Attacks on health facilities have left more than 80 percent of hospitals inside of Sudan nonfunctional. And the public health crisis has been exacerbated by poor sanitation, lack of electricity, non-functioning water treatment options, and over-capacity of morgues.
We also know that clashes and roadblocks are preventing humanitarian aid from reaching people in dire need and endangering the lives of aid workers. And we call on Sudanese authorities to allow for the unhindered and sustained movement of humanitarian goods and personnel, to facilitate the importation of humanitarian goods and equipment, and to expedite visa approvals for international humanitarian workers.
Colleagues, my takeaway from my trip was this – and we heard this from our briefers – the international community is failing the Sudanese people. As we speak, Sudan’s Humanitarian Response Plan for 2023 is less than 30 percent funded. That’s shameful. And it’s a stain on our common humanity.
For our part, the United States is committed to supporting the Sudanese people in their time of need. While in Chad, I announced the U.S. is providing nearly 163 million dollars in additional humanitarian assistance for the people of Sudan and for neighboring countries. This brings the total U.S. humanitarian assistance for the Sudan emergency to nearly 710 million dollars.
During my trip, I also announced U.S. sanctions on Abdelrahim Hamdan Dagalo, a senior commander in Sudan’s Rapid Support Forces and the brother of RSF commander Mohamed Hamdan Dagalo, also known as Hemedti – for his connections to abuses by the RSF against civilians in Sudan.
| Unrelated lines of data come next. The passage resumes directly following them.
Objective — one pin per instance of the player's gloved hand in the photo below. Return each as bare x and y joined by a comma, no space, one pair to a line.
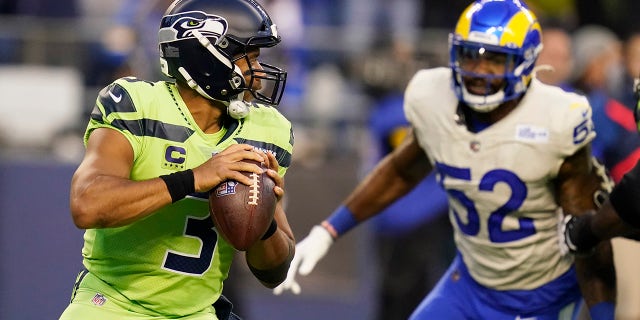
576,235
308,252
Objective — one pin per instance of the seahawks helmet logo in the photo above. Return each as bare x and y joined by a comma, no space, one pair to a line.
181,26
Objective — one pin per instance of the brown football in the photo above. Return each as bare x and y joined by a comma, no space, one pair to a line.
242,213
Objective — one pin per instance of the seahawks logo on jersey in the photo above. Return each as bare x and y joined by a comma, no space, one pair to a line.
182,26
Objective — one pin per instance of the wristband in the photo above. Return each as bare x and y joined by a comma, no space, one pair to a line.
273,227
340,221
180,184
603,311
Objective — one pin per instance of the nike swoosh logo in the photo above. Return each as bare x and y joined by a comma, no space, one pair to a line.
115,98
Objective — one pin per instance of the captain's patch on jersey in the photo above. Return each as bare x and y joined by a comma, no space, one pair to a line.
226,188
532,133
99,299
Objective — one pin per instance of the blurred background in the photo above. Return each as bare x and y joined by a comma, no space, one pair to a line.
348,63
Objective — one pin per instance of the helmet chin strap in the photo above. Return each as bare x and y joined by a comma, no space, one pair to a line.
236,108
482,103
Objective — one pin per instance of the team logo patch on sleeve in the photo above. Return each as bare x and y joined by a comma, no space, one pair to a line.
226,188
532,133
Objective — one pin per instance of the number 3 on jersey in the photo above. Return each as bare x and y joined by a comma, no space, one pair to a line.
488,183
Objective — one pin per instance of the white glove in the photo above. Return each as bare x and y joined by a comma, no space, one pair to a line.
308,252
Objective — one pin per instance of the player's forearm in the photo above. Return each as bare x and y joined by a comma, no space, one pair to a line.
107,201
269,259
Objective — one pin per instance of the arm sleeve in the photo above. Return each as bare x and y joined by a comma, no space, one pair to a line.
625,197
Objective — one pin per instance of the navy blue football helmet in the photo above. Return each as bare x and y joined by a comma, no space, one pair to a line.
201,39
505,28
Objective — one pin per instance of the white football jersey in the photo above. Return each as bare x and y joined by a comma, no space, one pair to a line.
499,181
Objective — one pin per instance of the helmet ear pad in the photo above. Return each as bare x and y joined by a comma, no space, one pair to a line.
204,68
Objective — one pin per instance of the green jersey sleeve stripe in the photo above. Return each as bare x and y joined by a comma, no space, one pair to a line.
283,156
114,98
149,128
154,128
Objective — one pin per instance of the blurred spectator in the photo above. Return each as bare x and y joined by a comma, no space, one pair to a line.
556,54
413,238
597,72
130,46
631,60
48,8
617,144
369,20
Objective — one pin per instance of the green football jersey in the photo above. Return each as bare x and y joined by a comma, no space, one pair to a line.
172,262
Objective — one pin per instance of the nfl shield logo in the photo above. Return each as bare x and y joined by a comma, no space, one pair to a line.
226,188
99,299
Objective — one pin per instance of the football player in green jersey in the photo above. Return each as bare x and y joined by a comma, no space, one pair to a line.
155,149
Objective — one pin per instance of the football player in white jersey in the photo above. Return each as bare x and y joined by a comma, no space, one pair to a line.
513,155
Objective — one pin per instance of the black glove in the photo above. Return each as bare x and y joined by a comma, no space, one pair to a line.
578,236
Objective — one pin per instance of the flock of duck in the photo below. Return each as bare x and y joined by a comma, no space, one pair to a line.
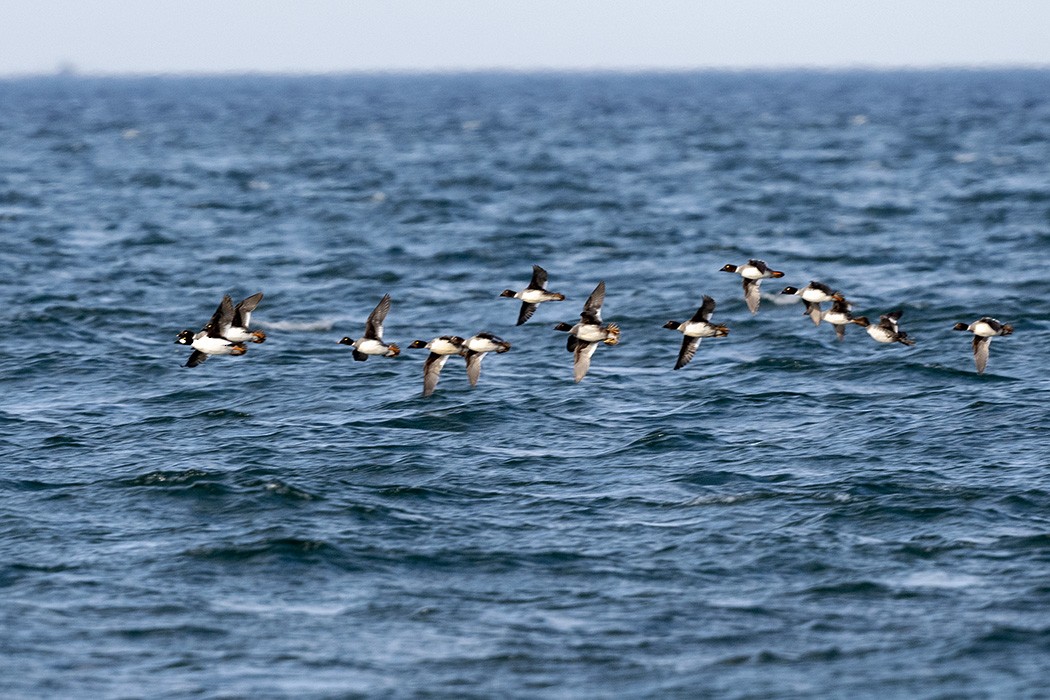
229,329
Additionally, we are imposing U.S. visa restrictions on RSF general and West Darfur commander Abdul Rahman Juma for his involvement in gross violations of human rights.
We must all condemn, and work to prevent and respond to, ongoing atrocities in Sudan, and hold those responsible accountable. These acts of brutality contribute to widespread conflict-related sexual violence across Darfur, as reported by the 1591 Committee’s Panel of Experts interim report.
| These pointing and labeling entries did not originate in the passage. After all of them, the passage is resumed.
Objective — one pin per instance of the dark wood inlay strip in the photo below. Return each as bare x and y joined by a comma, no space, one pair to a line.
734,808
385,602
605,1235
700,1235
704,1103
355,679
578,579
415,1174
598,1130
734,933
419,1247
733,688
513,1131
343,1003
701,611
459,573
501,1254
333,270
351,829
Colleagues, the United States joins our regional and international partners in calling for the Sudanese Armed Forces and Rapid Support Forces to end the fighting, respect human rights, and adhere to their obligations under international humanitarian law. We support coordinated international diplomatic efforts in pursuit of peace by the AU, IGAD, League of Arab States, UN, and other partners from the Horn of Africa and the Middle East.
Finally, we remain unwavering in our support of the democratic aspirations of the Sudanese people for a civilian government and a stable, democratic Sudan. We will continue to support civilian leaders – working closely with the AU and IGAD – in charting a process to establish a transition to democratic civilian rule. As we do so, we must ensure inclusive, accountable, and transparent processes that reflect the full diversity of the Sudanese people.
Colleagues, I will continue to raise this issue in the Council. We cannot look away as people suffer, as the conflict rages on. The international community must do more to address the humanitarian crisis, and secure peace and justice for the Sudanese people. For the child I saw wasting away in the hospital. For the victims of rape and other atrocities. For all those trapped under violence and struggling to survive. And for that young woman who looked at me and told me she had lost her ambition, with the hope that one day we can help her claim that back.